Catherine Price
Chemical Heritage Foundation, Brown Bag Lecture
Time: 12:00pm
Location: Chemical Heritage Foundation
You stare at them every time you eat a bowl of cereal or wait for the pasta water to boil. But what’s the real story behind nutritional labels? What’s the difference between RDAs, RDIs, and DRIs—or, for that matter, EARs and DVs—and how were they established? What’s a calorie, and how did anyone figure out how many we need? What’s a vitamin, and how were they discovered? In this Brown Bag Lecture, Catherine Price will take participants on a historical tour of a nutritional label, using as inspiration some of the foods they’ve brought with them for lunch.

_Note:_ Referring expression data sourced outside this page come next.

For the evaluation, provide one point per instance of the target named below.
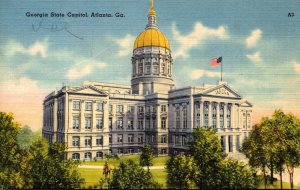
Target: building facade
(97, 118)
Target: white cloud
(254, 57)
(125, 45)
(195, 38)
(254, 38)
(83, 68)
(24, 98)
(38, 48)
(296, 66)
(199, 73)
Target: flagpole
(221, 71)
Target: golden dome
(151, 37)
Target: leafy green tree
(50, 170)
(146, 158)
(10, 155)
(208, 153)
(181, 169)
(130, 175)
(236, 175)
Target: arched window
(140, 69)
(184, 121)
(177, 112)
(99, 154)
(88, 156)
(76, 156)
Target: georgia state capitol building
(97, 118)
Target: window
(221, 115)
(140, 124)
(148, 69)
(163, 123)
(130, 139)
(163, 68)
(130, 124)
(120, 123)
(184, 140)
(238, 143)
(140, 139)
(223, 142)
(130, 150)
(140, 69)
(120, 150)
(110, 123)
(88, 105)
(99, 123)
(214, 115)
(88, 141)
(119, 108)
(163, 108)
(155, 69)
(99, 141)
(120, 139)
(177, 142)
(184, 122)
(141, 109)
(99, 106)
(110, 139)
(131, 109)
(205, 112)
(76, 156)
(76, 105)
(75, 123)
(198, 116)
(99, 155)
(76, 141)
(88, 155)
(229, 115)
(230, 143)
(88, 123)
(177, 113)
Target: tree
(50, 170)
(181, 169)
(235, 175)
(208, 153)
(10, 155)
(146, 158)
(130, 175)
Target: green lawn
(158, 161)
(92, 177)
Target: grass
(93, 175)
(157, 161)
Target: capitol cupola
(151, 60)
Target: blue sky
(259, 44)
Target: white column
(94, 107)
(201, 113)
(218, 115)
(82, 119)
(233, 115)
(209, 115)
(225, 115)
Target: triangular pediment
(221, 91)
(88, 90)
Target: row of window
(87, 141)
(130, 138)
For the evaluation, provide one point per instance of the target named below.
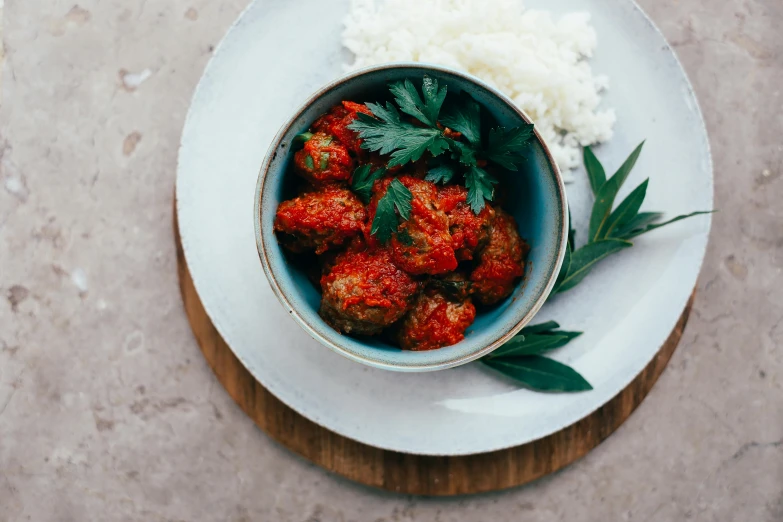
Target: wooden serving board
(401, 472)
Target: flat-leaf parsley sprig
(432, 130)
(610, 231)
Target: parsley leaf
(414, 144)
(405, 141)
(480, 187)
(462, 152)
(362, 181)
(386, 220)
(409, 101)
(504, 145)
(441, 174)
(465, 118)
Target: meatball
(436, 320)
(320, 220)
(323, 160)
(364, 291)
(336, 121)
(500, 263)
(454, 285)
(422, 244)
(469, 232)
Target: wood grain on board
(401, 472)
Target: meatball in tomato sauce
(336, 121)
(422, 244)
(501, 263)
(469, 232)
(323, 160)
(436, 320)
(364, 291)
(320, 219)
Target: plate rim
(316, 418)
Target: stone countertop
(109, 412)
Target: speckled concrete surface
(108, 411)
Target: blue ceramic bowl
(535, 196)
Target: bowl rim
(261, 246)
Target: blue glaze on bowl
(535, 196)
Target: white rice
(539, 62)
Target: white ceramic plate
(277, 54)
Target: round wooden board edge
(402, 472)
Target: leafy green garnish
(362, 181)
(386, 220)
(604, 199)
(387, 133)
(595, 171)
(480, 185)
(610, 230)
(407, 98)
(504, 145)
(404, 141)
(520, 358)
(583, 259)
(652, 226)
(541, 373)
(441, 174)
(465, 118)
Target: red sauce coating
(321, 219)
(336, 121)
(435, 321)
(364, 291)
(368, 287)
(469, 232)
(323, 160)
(422, 244)
(501, 262)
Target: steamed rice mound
(538, 61)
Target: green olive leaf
(625, 211)
(604, 200)
(595, 171)
(540, 373)
(583, 259)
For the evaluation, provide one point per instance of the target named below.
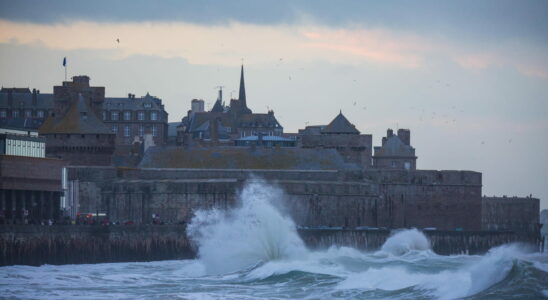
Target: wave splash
(253, 233)
(255, 241)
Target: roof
(394, 146)
(340, 125)
(24, 100)
(266, 138)
(21, 123)
(79, 119)
(227, 157)
(218, 107)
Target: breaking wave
(255, 232)
(254, 252)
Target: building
(225, 124)
(134, 117)
(265, 141)
(126, 117)
(77, 136)
(341, 135)
(396, 152)
(21, 103)
(30, 188)
(21, 143)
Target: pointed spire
(241, 97)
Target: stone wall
(37, 245)
(519, 214)
(442, 242)
(446, 200)
(353, 148)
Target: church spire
(241, 97)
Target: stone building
(519, 214)
(396, 152)
(21, 143)
(224, 124)
(134, 117)
(30, 184)
(21, 103)
(341, 135)
(128, 118)
(77, 136)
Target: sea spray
(254, 232)
(403, 241)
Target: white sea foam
(253, 233)
(405, 241)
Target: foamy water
(254, 252)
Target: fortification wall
(445, 200)
(519, 214)
(309, 203)
(37, 245)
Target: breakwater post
(66, 244)
(74, 244)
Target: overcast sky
(469, 78)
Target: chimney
(34, 97)
(405, 136)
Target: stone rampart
(71, 244)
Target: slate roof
(394, 146)
(227, 157)
(79, 119)
(340, 125)
(21, 123)
(218, 107)
(24, 100)
(266, 138)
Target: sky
(468, 78)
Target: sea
(254, 252)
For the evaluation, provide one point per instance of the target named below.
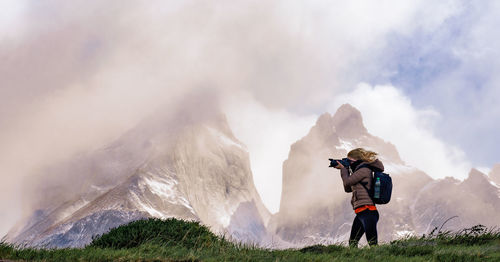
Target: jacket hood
(377, 164)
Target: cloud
(389, 114)
(268, 134)
(77, 74)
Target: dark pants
(364, 222)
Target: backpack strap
(365, 183)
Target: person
(362, 162)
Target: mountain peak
(495, 174)
(477, 179)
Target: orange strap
(363, 208)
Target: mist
(78, 75)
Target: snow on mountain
(188, 164)
(315, 209)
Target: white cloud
(268, 135)
(389, 114)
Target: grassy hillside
(177, 240)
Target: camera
(344, 161)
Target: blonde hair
(362, 154)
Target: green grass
(177, 240)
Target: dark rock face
(315, 209)
(188, 166)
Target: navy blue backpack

Catherine Price is a freelance journalist and 2012 Société de Chimie Industrielle fellow at the Chemical Heritage Foundation. Her written and multimedia work has appeared in publications including The Best American Science Writing, the New York Times, Popular Science, O, the Oprah Magazine, the Los Angeles Times, the San Francisco Chronicle, the Washington Post Magazine, Salon, Slate, and Men’s Journal, among others. A graduate of Yale University and the University of California, Berkeley, Graduate School of Journalism, she’s a contributing editor at Popular Science and author of a parody travel guide called 101 Places Not to See before You Die (HarperPaperbacks, 2010) and The Big Sur Bakery Cookbook (HarperCollins, 2009). She writes about diabetes for ASweetLife.org. Her current project is a book about the history and science of vitamins and nutrition, to be published by Penguin Press.